Darkness Becomes Her by Kelly Keaton is the YA debut from the author previously published as Kelly Gay in adult urban fantasy. Darkness Becomes Her is paranormal meets mythology set a decade in the future in New 2, the place left behind after hurricanes have ravaged New Orleans which has subsequently been rebuilt by nine ancient families who privately purchased the city. Strange occurrences and danger are known to lurk in New 2, but that doesn't stop Ari from entering the city in search of answers about her past. Seventeen year old Ari has never belonged, she has teal eyes and silver hair that won't be cut or dyed, and after a lifetime growing up in foster care she finally learns that the person she wants answers from- her mother- killed herself right after she gave Ari up. Ari receives a box of her mother's belongings and with them comes a note, a simple message, Run. That's when she knows she has no choice but to go to New 2 and find the hospital where she was born, hopefully finding out who she really is and who is after her.
I was initially really excited by Darkness Becomes Her which manages to combine traditional paranormal characters like vampires with more unexpected Greek mythology. I also really loved the idea of this hardcore main character, Ari, who has silver hair and works part time as a bail bondsman for her foster parents and is not afraid of using a gun. Unfortunately there are many major issues with the actual novel. Most of the characters are poorly developed, and there is a rushed romance between Ari and a boy she meets in New 2, Sebastian. Keaton take time to develop tension between Ari and Sebastian, rather she has them immediately making out for unclear reasons beyond the fact that Sebastian smells good.
There is also a lot of swearing in Darkness Becomes Her, and although I don't mind profanity I don't think it's great at letting the reader know a lot about a character and in this case felt like lazy writing. For example, Ari is up against the goddess Athena, but repeatedly having Ari call her a bitch didn't make me hate her anymore, just like writing "fuck" is a terribly obvious way to let the reader know Ari's pissed off. I wish Keaton had relied slightly more on description and slightly less on profanity when telling her story, perhaps it would have resulted in richer character development which was sorely lacking.

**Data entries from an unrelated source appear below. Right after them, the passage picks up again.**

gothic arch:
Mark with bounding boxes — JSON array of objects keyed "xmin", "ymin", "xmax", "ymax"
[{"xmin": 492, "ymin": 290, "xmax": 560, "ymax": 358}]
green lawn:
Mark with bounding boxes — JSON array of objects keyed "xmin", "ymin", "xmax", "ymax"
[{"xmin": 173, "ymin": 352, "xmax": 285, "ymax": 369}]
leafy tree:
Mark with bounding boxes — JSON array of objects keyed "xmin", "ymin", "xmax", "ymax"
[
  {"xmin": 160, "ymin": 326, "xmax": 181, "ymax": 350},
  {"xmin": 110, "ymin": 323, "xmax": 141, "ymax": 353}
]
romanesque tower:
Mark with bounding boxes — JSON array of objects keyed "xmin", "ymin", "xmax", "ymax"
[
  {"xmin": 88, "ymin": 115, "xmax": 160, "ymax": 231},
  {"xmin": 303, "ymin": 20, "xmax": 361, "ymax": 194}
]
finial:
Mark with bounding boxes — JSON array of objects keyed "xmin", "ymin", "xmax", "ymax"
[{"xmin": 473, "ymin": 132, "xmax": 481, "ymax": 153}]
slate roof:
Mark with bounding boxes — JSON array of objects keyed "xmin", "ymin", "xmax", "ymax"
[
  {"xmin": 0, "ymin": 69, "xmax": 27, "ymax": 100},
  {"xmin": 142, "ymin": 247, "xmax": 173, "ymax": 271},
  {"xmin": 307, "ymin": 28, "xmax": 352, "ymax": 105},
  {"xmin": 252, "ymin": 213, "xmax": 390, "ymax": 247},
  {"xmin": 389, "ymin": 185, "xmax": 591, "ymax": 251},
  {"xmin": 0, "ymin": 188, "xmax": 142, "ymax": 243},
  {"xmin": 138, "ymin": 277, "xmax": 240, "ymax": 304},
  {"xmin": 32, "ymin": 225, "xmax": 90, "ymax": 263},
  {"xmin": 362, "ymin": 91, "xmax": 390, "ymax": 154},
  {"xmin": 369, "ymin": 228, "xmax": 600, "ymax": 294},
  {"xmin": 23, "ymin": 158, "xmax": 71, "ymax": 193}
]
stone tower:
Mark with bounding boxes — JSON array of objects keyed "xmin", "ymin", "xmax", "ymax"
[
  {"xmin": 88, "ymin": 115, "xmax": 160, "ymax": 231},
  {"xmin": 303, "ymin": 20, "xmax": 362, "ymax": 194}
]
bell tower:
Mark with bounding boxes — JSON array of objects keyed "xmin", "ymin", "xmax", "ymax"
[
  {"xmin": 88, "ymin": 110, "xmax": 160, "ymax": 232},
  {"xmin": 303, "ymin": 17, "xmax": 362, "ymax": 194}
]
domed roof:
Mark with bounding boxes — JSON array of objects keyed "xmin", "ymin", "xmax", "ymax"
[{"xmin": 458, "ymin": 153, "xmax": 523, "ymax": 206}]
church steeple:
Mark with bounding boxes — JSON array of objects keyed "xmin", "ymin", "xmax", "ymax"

Darkness Becomes Her is based on the intriguing premise of throwing paranormal and mythological creatures together, and although I found that concept interesting it was very poorly executed. Ari goes from living in a normal world to battling it out with the goddess Athena and she doesn't even seem that surprised that her world has been turned upside down. The biggest issue however, is that there is simply too much story for this one small book. There are too many different characters and too many plot lines. As soon as I found something I was enjoying in Darkness Becomes Her- for example, Ari's relationship with the young Violet, a girl with fangs and a pet alligator who is my favourite character by far- I was immediately tossed into another scene featuring a vampire orgy. Granted, Darkness Becomes Her is the first book in the "Gods & Monsters" series, but it felt like Keaton was trying to fit so much back story into this one novel it overwhelmed the reader, with the result being that the aspects I did enjoy didn't get the attention I felt they deserved. Ultimately, Darkness Becomes Her fails because it takes on too much, so even though it has an original concept the rushed romance and poorly developed characters mean I am unlikely to pick up the next book in this series.